Barzun and Taylor selected The Big Clock for their hardcover-reprint series, Fifty Classics of Crime Fiction 1900–1950. "As if showing a man caught in the machinery were not enough, Fearing has multiplied the horrors by adding the secret burden of guilt, the fear of death by execution, and the strain of trying to find a way out of damning circumstances", they wrote in the preface:
The result is a story which just misses being a nightmare too rational to be endured. What gives the reader a chance to breathe and even smile is the admixture of some warm human touches and some excellent unforced humor. By a further display of narrative skill, the story is presented by six persons in nineteen varied episodes, leading to a sufficiently grim smash ending, yet without palpable interruption of the relentless "clock". And when all is over the reader-participant in this drama of the big city and the big outfit will reflect with surprise that the tour de force which so gripped him was a mystery without a mystery.

The Big Clock is one of the novels chosen by author Kevin Johnson to represent the literary origins of film noir in his 2007 book, The Dark Page: Books That Inspired American Film Noir, 1940–1949.

Alan M. Wald, a historian of the American Left, summarizes the "frightening and fragmented hollowness" that Fearing saw in post-war US society and depicted in The Big Clock:

The menacing ambience of dislocation that permeates The Big Clock is structurally and symbolically rendered as industrial capitalism, a socioeconomic order in which the avenues of communication, especially publishing and the airwaves, are evolving into a science of planned manipulation designed to ensure profitability. Well-paid deceivers, together with the naively deceived, are imprisoned as cogs in the apparatus of private enterprise's modern institutions. ... The genius of The Big Clock is its previsioning of the manifold mythological dimensions of a "Consumer's Republic" that would typify the era.

==Adaptations==

===Film===
John Farrow directed The Big Clock (1948), screenwriter Jonathan Latimer's adaptation of the novel. The film stars Ray Milland, Charles Laughton, Rita Johnson, George Macready and Maureen O'Sullivan.

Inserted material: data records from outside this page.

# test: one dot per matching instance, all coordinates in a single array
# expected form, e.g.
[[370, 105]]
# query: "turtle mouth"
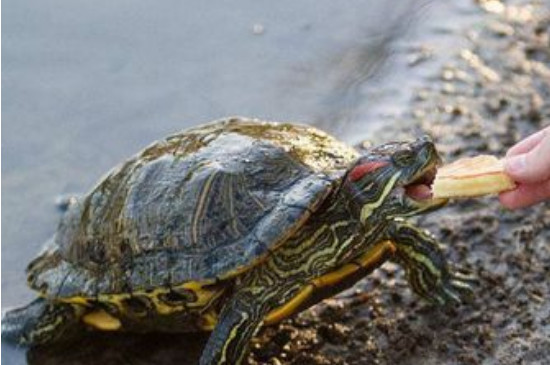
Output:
[[419, 188]]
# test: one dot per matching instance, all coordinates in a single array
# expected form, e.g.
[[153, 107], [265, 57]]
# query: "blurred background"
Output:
[[87, 84]]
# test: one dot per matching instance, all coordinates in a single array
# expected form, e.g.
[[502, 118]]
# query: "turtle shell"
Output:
[[201, 205]]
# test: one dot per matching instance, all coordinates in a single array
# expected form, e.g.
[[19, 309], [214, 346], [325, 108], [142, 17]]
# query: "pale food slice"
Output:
[[474, 176]]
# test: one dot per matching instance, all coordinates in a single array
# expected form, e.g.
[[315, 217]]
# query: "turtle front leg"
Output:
[[426, 268], [40, 322], [239, 321]]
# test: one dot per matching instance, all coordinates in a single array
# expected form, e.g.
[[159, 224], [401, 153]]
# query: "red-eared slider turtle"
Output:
[[230, 226]]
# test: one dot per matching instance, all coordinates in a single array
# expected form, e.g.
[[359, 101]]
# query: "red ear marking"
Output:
[[359, 171]]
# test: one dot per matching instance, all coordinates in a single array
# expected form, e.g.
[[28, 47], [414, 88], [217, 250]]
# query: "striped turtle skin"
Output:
[[230, 226]]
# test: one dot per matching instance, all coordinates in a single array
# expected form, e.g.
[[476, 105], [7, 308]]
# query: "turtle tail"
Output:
[[40, 322]]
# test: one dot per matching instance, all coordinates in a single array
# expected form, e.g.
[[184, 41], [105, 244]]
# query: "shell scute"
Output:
[[197, 206]]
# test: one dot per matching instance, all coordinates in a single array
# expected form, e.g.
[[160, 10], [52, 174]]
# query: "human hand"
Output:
[[528, 164]]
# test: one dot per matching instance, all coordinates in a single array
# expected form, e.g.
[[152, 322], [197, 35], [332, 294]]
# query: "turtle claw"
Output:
[[455, 288]]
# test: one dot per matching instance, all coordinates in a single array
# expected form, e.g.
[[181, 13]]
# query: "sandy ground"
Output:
[[491, 95]]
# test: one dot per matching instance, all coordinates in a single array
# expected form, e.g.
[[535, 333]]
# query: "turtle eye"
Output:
[[404, 158], [361, 170]]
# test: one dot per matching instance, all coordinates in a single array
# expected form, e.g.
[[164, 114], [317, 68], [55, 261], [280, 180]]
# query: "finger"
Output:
[[525, 195], [533, 166], [527, 144]]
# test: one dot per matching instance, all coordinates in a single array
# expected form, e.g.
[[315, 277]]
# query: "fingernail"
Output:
[[516, 164]]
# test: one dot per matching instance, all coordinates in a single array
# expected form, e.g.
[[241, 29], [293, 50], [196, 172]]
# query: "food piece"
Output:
[[474, 176]]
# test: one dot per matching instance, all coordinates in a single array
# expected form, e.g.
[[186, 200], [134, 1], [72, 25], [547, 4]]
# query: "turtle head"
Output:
[[394, 179]]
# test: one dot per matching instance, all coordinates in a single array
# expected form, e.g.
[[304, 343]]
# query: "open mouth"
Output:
[[420, 188]]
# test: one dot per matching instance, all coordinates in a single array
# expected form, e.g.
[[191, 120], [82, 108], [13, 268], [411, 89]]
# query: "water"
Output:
[[87, 84]]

Alain Corneau's Police Python 357 (1976) is a French adaptation of The Big Clock in which the main characters are policemen in Orléans, France.

Directed by Roger Donaldson, No Way Out (1987) stars Kevin Costner, Gene Hackman, and Sean Young. Robert Garland's adaptation updates events to the American political world in Washington, D.C., during the Cold War.

===Radio===
In October 1973 The Big Clock was also dramatized on radio as Desperate Witness, an episode of Mutual's The Zero Hour, hosted by Rod Serling.